Korede’s sister Ayoola is beautiful. Men love her, their mother dotes on her… and she’s murdered three men. As a dutiful sister, Korede has helped in the aftermath of these crimes- but her patience with Ayoola begins to wear thin when her family life dangerously entwines itself with her workplace and Korede must make a choice: protect her sister, or the man she is in love with?
Although I’ve seen this novel compared to Killing Eve, it actually reminded me more of a Japanese novel I read a few years ago, Out by Natsuo Kirino. Both have the same dark humour and grimly determined women righting the wrongs of men through brutal murder. Both novels explore the relationships of women in a society set up to benefit men at their expense.

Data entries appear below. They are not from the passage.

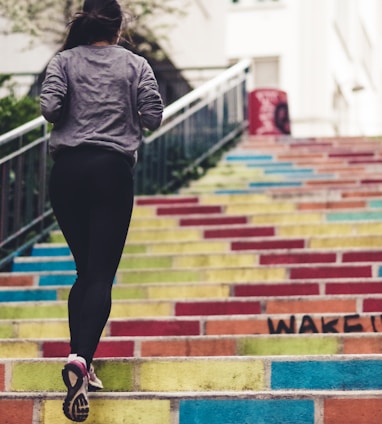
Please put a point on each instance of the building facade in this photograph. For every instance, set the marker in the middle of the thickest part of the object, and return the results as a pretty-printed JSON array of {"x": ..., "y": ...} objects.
[{"x": 326, "y": 54}]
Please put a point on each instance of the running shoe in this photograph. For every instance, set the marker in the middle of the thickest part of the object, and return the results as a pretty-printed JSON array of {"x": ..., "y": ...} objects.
[
  {"x": 76, "y": 377},
  {"x": 94, "y": 382}
]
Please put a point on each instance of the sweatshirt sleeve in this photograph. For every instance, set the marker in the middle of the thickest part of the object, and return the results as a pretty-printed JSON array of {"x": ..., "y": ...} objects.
[
  {"x": 150, "y": 105},
  {"x": 54, "y": 91}
]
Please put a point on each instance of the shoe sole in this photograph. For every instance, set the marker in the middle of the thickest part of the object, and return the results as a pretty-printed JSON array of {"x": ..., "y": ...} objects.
[
  {"x": 76, "y": 404},
  {"x": 94, "y": 387}
]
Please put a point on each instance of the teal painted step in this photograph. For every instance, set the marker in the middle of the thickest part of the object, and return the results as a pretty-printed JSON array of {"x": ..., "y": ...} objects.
[
  {"x": 27, "y": 295},
  {"x": 243, "y": 411},
  {"x": 266, "y": 184},
  {"x": 354, "y": 216},
  {"x": 50, "y": 251},
  {"x": 327, "y": 375},
  {"x": 34, "y": 266},
  {"x": 246, "y": 158}
]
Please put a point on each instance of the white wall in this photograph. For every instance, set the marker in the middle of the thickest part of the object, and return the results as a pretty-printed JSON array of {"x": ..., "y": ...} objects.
[{"x": 315, "y": 60}]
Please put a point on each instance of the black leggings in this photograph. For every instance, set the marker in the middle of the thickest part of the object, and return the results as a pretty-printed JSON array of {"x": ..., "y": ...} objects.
[{"x": 91, "y": 192}]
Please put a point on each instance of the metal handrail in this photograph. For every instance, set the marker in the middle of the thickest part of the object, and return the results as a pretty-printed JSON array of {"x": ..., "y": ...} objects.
[{"x": 193, "y": 128}]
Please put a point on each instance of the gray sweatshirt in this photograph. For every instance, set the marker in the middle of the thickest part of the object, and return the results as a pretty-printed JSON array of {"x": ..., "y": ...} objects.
[{"x": 102, "y": 96}]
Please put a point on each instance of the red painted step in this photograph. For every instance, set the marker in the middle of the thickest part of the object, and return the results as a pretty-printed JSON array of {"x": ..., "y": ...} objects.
[
  {"x": 353, "y": 288},
  {"x": 276, "y": 289},
  {"x": 188, "y": 210},
  {"x": 240, "y": 232},
  {"x": 154, "y": 328},
  {"x": 268, "y": 244},
  {"x": 217, "y": 308},
  {"x": 331, "y": 272},
  {"x": 106, "y": 349},
  {"x": 224, "y": 220},
  {"x": 362, "y": 256},
  {"x": 297, "y": 258},
  {"x": 166, "y": 201}
]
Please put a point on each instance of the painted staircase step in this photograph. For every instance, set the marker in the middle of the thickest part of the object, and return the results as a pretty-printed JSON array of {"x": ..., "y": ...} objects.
[
  {"x": 346, "y": 304},
  {"x": 204, "y": 325},
  {"x": 245, "y": 274},
  {"x": 247, "y": 407},
  {"x": 216, "y": 291},
  {"x": 201, "y": 346},
  {"x": 317, "y": 372}
]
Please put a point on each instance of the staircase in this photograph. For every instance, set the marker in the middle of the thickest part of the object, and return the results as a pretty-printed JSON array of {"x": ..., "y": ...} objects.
[{"x": 252, "y": 296}]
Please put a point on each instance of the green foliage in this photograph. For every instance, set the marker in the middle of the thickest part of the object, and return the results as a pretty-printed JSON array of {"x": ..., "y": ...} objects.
[
  {"x": 47, "y": 19},
  {"x": 15, "y": 111}
]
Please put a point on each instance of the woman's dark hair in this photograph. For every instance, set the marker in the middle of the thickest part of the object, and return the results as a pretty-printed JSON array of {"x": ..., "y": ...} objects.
[{"x": 100, "y": 20}]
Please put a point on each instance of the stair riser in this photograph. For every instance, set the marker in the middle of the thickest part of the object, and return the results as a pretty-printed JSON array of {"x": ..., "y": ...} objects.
[
  {"x": 303, "y": 410},
  {"x": 193, "y": 346},
  {"x": 205, "y": 374}
]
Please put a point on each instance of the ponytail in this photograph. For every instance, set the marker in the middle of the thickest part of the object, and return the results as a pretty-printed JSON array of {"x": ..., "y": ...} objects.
[{"x": 100, "y": 20}]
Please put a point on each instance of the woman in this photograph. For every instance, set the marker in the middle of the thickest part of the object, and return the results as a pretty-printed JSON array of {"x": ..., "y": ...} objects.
[{"x": 99, "y": 96}]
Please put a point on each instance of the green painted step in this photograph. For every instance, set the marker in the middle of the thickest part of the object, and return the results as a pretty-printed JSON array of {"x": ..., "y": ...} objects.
[{"x": 213, "y": 346}]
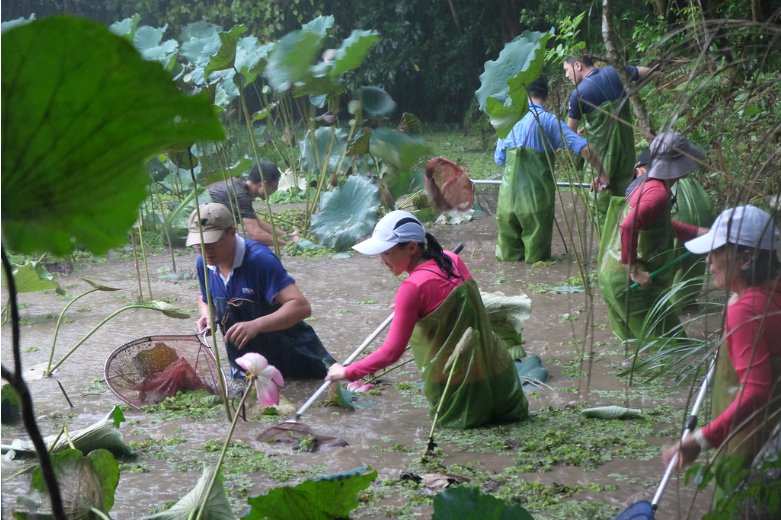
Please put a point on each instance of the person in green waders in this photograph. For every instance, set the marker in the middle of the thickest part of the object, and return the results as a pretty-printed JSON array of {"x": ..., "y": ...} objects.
[
  {"x": 638, "y": 240},
  {"x": 526, "y": 203},
  {"x": 435, "y": 307},
  {"x": 599, "y": 100},
  {"x": 742, "y": 249},
  {"x": 692, "y": 206}
]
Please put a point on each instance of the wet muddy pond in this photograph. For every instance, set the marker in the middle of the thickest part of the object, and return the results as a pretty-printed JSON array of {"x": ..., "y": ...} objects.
[{"x": 557, "y": 464}]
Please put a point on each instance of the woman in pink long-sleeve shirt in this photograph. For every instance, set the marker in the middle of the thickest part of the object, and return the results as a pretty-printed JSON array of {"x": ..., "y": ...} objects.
[{"x": 742, "y": 258}]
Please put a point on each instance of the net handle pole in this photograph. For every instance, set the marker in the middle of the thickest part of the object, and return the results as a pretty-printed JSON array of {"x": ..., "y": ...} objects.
[
  {"x": 691, "y": 424},
  {"x": 560, "y": 184}
]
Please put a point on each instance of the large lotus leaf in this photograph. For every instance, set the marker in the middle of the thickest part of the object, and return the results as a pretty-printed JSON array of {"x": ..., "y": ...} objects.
[
  {"x": 148, "y": 41},
  {"x": 291, "y": 58},
  {"x": 82, "y": 112},
  {"x": 127, "y": 27},
  {"x": 375, "y": 102},
  {"x": 31, "y": 277},
  {"x": 353, "y": 51},
  {"x": 467, "y": 503},
  {"x": 103, "y": 435},
  {"x": 5, "y": 26},
  {"x": 85, "y": 483},
  {"x": 314, "y": 154},
  {"x": 349, "y": 212},
  {"x": 324, "y": 498},
  {"x": 226, "y": 55},
  {"x": 198, "y": 30},
  {"x": 215, "y": 506},
  {"x": 199, "y": 52},
  {"x": 502, "y": 93}
]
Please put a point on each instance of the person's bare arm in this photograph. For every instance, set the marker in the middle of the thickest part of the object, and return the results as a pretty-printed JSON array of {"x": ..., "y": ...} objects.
[
  {"x": 591, "y": 156},
  {"x": 256, "y": 232},
  {"x": 294, "y": 308}
]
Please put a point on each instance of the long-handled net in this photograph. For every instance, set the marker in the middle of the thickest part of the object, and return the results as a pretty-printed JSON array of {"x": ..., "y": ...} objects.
[{"x": 147, "y": 370}]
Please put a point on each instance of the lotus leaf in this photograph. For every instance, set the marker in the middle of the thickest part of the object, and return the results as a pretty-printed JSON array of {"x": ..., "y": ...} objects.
[
  {"x": 31, "y": 277},
  {"x": 215, "y": 506},
  {"x": 148, "y": 41},
  {"x": 85, "y": 483},
  {"x": 502, "y": 92},
  {"x": 82, "y": 112},
  {"x": 103, "y": 435},
  {"x": 328, "y": 497},
  {"x": 467, "y": 503},
  {"x": 611, "y": 412},
  {"x": 127, "y": 27},
  {"x": 349, "y": 212}
]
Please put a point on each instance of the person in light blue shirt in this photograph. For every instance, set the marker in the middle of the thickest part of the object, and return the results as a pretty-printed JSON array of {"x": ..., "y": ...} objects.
[{"x": 525, "y": 207}]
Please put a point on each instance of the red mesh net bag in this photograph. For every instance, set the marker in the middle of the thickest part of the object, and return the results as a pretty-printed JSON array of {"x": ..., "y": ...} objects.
[
  {"x": 448, "y": 186},
  {"x": 148, "y": 370}
]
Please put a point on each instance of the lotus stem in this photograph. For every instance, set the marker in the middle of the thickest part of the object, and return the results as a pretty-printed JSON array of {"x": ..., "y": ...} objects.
[
  {"x": 225, "y": 446},
  {"x": 59, "y": 322}
]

Here, the relationship between the sisters is a close one, despite Korede’s exasperation with Ayoola, and her sense of never living up their mother’s expectations. Despite it all, they have each other’s backs, sometimes with dire consequences for the men around them. The only man to escape unscathed- and even that is debatable- is the long-term coma patient Korede confesses her crimes to. Ultimately, this is a novel about women and the way they respond to a culture stacked against them. I wanted more- but for a first novel, it’s promising.
This is a bleakly funny and poignant novel by a writer I’ll be interested to read in the future.